1. They say the toll of my loneliness is equivalent to smoking 15 cigarettes each day; as if I were choosing and craving and choosing this; as if I stood on some balcony under a broody sky with my hand cupping a flame and party music spilling across my back.
2. 15 cigarettes, they repeat, and I want to tell them they are wrong. It’s got to be at least 40—all this insubstantial quiet filling and not filling me, curdling, twisting, every moment of it leaving behind a dark residue.
3. Smoking, they say, putting the onus on me to quit my loneliness, as if it were a matter of willpower and chemistry.
4. Smoking, they say, and I know I must reek of it. Loneliness infiltrates my clothes and hair, fills my car with its bitter musk. So invisible; so obvious.
5. 15 cigarettes, I read, and I breathe and breathe my shame. I have always been the kind of person who exercises and eats kale etc.—all the things they now say matter less than whether you have someone to confide in. I want to be skeptical, but to whom can I address my follow up questions?
6. Cigarettes, they say, as if loneliness were small enough to carry in a purse; as if it were meant to burn; as if what I feel could be easily crushed against the pavement, rubbed out with a shoe.
7. 15, they say, and I wonder how they arrived at this number.

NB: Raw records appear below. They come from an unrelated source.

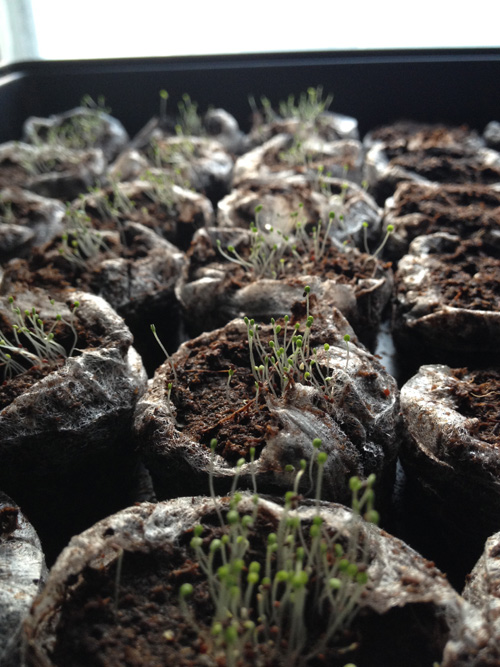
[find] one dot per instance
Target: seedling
(80, 242)
(272, 251)
(80, 131)
(33, 344)
(307, 576)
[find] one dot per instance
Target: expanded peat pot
(322, 285)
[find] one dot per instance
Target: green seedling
(33, 342)
(80, 242)
(306, 576)
(81, 131)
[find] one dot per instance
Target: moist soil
(478, 396)
(11, 174)
(47, 268)
(133, 618)
(13, 387)
(350, 267)
(176, 226)
(465, 210)
(468, 276)
(276, 159)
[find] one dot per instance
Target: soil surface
(478, 396)
(11, 388)
(463, 210)
(211, 405)
(134, 618)
(345, 267)
(176, 226)
(466, 274)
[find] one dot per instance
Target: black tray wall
(455, 86)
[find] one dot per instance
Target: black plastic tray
(447, 85)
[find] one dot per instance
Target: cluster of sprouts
(77, 132)
(80, 241)
(32, 343)
(307, 107)
(304, 591)
(272, 251)
(188, 121)
(289, 357)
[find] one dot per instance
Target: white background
(120, 28)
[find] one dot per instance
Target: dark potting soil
(478, 397)
(133, 618)
(11, 174)
(176, 226)
(345, 267)
(210, 405)
(463, 210)
(12, 387)
(469, 277)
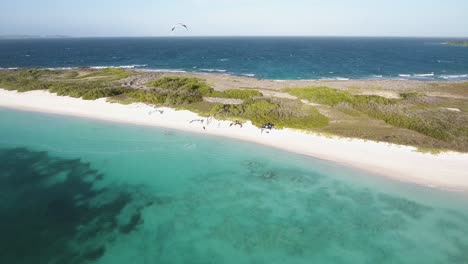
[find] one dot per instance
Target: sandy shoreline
(446, 170)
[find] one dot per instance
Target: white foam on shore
(454, 76)
(248, 74)
(446, 170)
(334, 79)
(424, 75)
(212, 70)
(164, 70)
(119, 67)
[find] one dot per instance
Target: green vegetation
(409, 95)
(416, 118)
(108, 74)
(183, 85)
(391, 111)
(57, 82)
(332, 97)
(281, 112)
(243, 94)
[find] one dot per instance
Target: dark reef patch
(46, 205)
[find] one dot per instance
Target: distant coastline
(33, 37)
(462, 43)
(272, 58)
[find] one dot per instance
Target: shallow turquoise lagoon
(81, 191)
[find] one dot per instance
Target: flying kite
(179, 25)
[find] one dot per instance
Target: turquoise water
(81, 191)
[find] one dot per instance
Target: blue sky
(235, 17)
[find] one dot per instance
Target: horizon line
(219, 36)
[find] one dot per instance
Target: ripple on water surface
(216, 201)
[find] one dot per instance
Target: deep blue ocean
(265, 57)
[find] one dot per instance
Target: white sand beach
(447, 170)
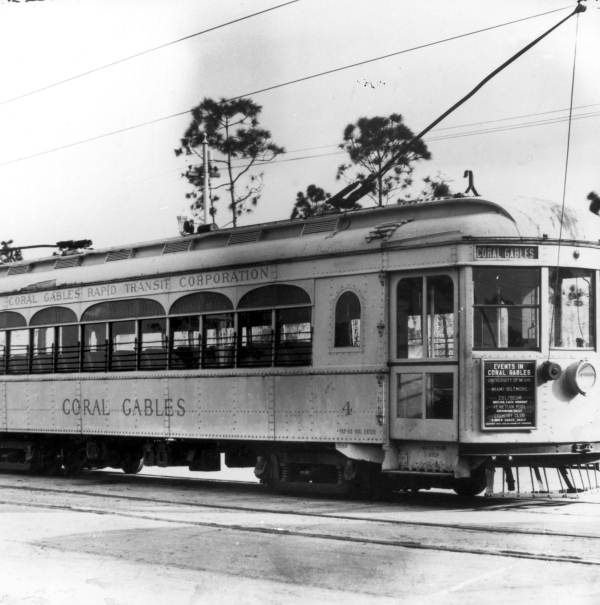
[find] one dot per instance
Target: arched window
(10, 319)
(347, 321)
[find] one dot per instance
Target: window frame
(594, 309)
(453, 275)
(361, 333)
(542, 292)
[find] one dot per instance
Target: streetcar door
(424, 356)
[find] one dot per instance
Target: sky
(128, 187)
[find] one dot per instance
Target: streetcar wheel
(132, 464)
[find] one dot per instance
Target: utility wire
(447, 137)
(565, 177)
(394, 54)
(181, 113)
(142, 53)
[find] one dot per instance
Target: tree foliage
(371, 143)
(238, 145)
(594, 199)
(315, 202)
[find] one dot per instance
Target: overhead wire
(565, 180)
(394, 54)
(287, 83)
(142, 53)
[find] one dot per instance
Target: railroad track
(500, 540)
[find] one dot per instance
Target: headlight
(581, 377)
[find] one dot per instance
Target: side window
(255, 338)
(3, 350)
(153, 344)
(294, 336)
(347, 321)
(18, 347)
(68, 349)
(123, 341)
(425, 317)
(94, 347)
(425, 395)
(43, 350)
(219, 341)
(573, 308)
(185, 342)
(506, 308)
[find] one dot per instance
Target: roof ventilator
(385, 230)
(244, 237)
(123, 254)
(325, 225)
(66, 262)
(177, 246)
(41, 285)
(18, 269)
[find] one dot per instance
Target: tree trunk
(230, 174)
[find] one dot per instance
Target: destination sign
(506, 252)
(130, 406)
(178, 283)
(509, 395)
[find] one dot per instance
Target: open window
(347, 320)
(573, 308)
(506, 307)
(425, 325)
(274, 327)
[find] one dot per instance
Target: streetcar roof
(408, 224)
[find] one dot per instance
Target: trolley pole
(205, 184)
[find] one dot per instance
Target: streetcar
(413, 345)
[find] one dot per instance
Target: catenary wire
(565, 178)
(142, 53)
(181, 113)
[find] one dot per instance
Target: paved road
(110, 539)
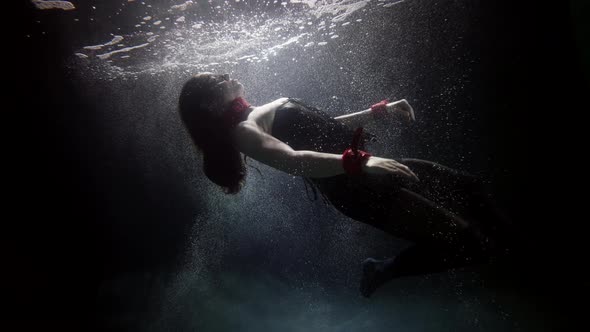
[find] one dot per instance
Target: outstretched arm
(255, 143)
(366, 118)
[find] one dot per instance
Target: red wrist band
(352, 158)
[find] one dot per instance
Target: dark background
(59, 249)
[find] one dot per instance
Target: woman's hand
(378, 166)
(401, 109)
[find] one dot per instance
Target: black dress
(443, 210)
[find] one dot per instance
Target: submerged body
(444, 212)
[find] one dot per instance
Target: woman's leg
(461, 193)
(443, 241)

Not 20 or 12, but 15, which is the length of your average recess in minutes, which is almost old enough for a driver’s license. I think about quoting Mark Twain on statistics, but then I remember the ‘you’ who used to laugh with me no longer calls. She is out smoking her own 15.

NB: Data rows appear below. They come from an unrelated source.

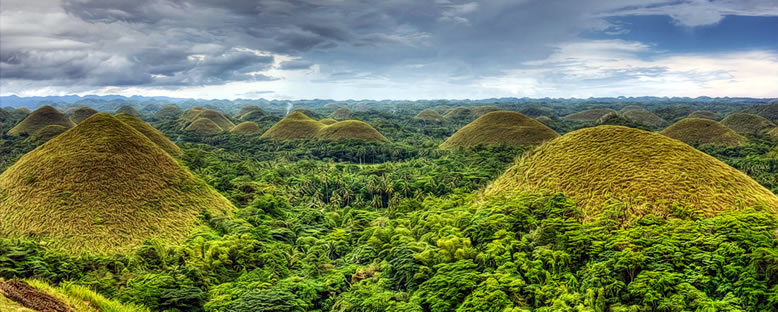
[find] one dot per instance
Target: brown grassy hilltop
(153, 134)
(246, 128)
(102, 187)
(40, 118)
(350, 130)
(646, 171)
(589, 115)
(747, 124)
(500, 128)
(204, 127)
(82, 113)
(698, 131)
(429, 115)
(294, 126)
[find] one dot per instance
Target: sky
(390, 49)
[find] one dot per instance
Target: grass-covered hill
(350, 130)
(704, 114)
(103, 187)
(246, 128)
(150, 132)
(649, 173)
(747, 124)
(78, 115)
(589, 115)
(294, 126)
(41, 117)
(699, 131)
(500, 128)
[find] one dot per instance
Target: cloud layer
(363, 49)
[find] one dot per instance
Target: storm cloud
(173, 44)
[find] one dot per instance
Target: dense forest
(403, 225)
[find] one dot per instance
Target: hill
(128, 109)
(246, 127)
(41, 117)
(82, 113)
(698, 131)
(295, 126)
(500, 128)
(350, 130)
(102, 187)
(704, 114)
(153, 134)
(648, 172)
(747, 124)
(429, 115)
(589, 115)
(204, 127)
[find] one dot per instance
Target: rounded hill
(350, 130)
(153, 134)
(648, 172)
(246, 128)
(501, 128)
(747, 124)
(40, 118)
(295, 126)
(102, 187)
(589, 115)
(699, 131)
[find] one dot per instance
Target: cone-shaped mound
(170, 111)
(246, 127)
(501, 128)
(104, 187)
(82, 113)
(295, 126)
(698, 131)
(153, 134)
(483, 110)
(128, 109)
(204, 127)
(217, 118)
(644, 117)
(704, 114)
(648, 172)
(429, 115)
(747, 124)
(46, 133)
(328, 121)
(458, 113)
(40, 118)
(350, 130)
(191, 114)
(341, 113)
(589, 114)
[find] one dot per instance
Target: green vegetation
(40, 118)
(153, 134)
(246, 128)
(102, 187)
(350, 130)
(747, 124)
(699, 131)
(649, 173)
(500, 128)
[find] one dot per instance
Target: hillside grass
(699, 131)
(649, 173)
(500, 128)
(102, 187)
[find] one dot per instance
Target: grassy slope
(698, 131)
(647, 171)
(501, 128)
(102, 186)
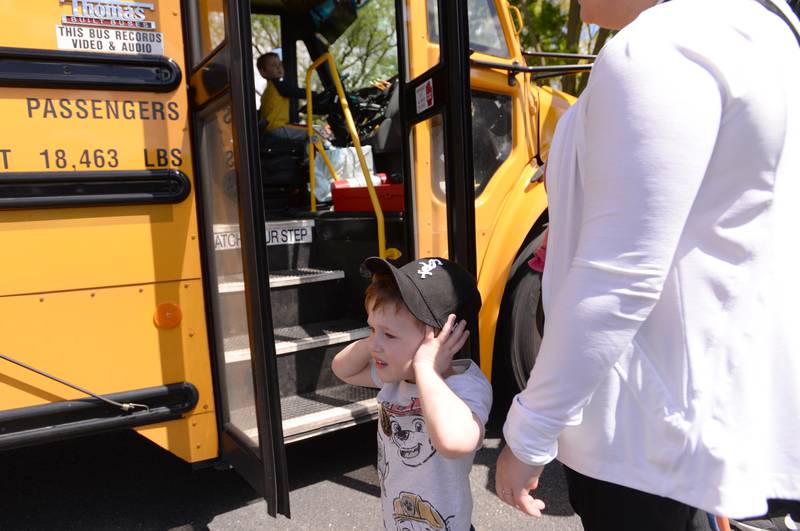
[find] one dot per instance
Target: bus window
(491, 135)
(430, 192)
(211, 31)
(485, 31)
(422, 44)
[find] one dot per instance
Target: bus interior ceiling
(316, 285)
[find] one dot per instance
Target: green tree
(555, 26)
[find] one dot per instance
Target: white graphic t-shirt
(420, 489)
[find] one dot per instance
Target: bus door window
(430, 194)
(485, 30)
(491, 135)
(422, 43)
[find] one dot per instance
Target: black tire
(519, 328)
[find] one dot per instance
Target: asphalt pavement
(121, 481)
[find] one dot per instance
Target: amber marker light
(168, 315)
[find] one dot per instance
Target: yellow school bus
(165, 270)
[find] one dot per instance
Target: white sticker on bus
(424, 95)
(107, 40)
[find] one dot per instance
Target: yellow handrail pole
(312, 181)
(327, 160)
(351, 128)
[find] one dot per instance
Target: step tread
(282, 278)
(309, 413)
(300, 337)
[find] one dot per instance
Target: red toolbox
(350, 196)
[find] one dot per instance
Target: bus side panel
(106, 341)
(81, 285)
(523, 206)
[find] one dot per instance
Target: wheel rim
(526, 337)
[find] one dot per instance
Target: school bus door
(235, 260)
(437, 127)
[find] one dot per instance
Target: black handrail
(91, 188)
(27, 67)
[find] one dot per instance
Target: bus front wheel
(519, 328)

8. Per day, they say. But time works differently when you are deep in loneliness—the hours drag into weeks; the moments condense into fugues. The months are like names of people you were close to once.
9. Per day, they say, meaning the damage is cumulative; per day, they say, as if I were not trying and trying to live each day differently.
10. Cigarettes, they say, as if my life should come with a graphic warning; or as if I’ve ignored hundreds of graphic warnings and plunged heedless into my own abyss. But what would they look like, these warnings? A lonely face is like any other, only a little hollower.
11. Cigarettes, they say, as if I were one accident away from a wildfire—becoming a charred ruin full of wind and ash for which I must repent; so I try to keep my loneliness small and prevent contagion. I fail to remember the bright growth that follows devastation.
12. It’s as if they know I still crave solitude; as if they know about all the parties I left early, all the invitations I declined, all the times I stepped back and stood beside a tree because I needed stillness. As if they know my secret name for small talk is ‘sandpaper’ and I’m addicted to the thrill of walking back to my own room, the thrill of being alone again.
13. But they don’t offer gum to help me quit. There are no meetings in church basements with other recovering users of loneliness, no circles of folding chairs.
14. 15 cigarettes, they say, and I wonder how many hours or friends or conversations I would need to absolve myself. I wonder if the math might be different for introverts—if maybe my number is only 14.
15. It’s as if they can see me hunched in the cold, shaking with need; it’s as they can’t see me at all—all my careful learning of names and habits, all the things I never said because I was listening and couldn’t fit a word in edgewise.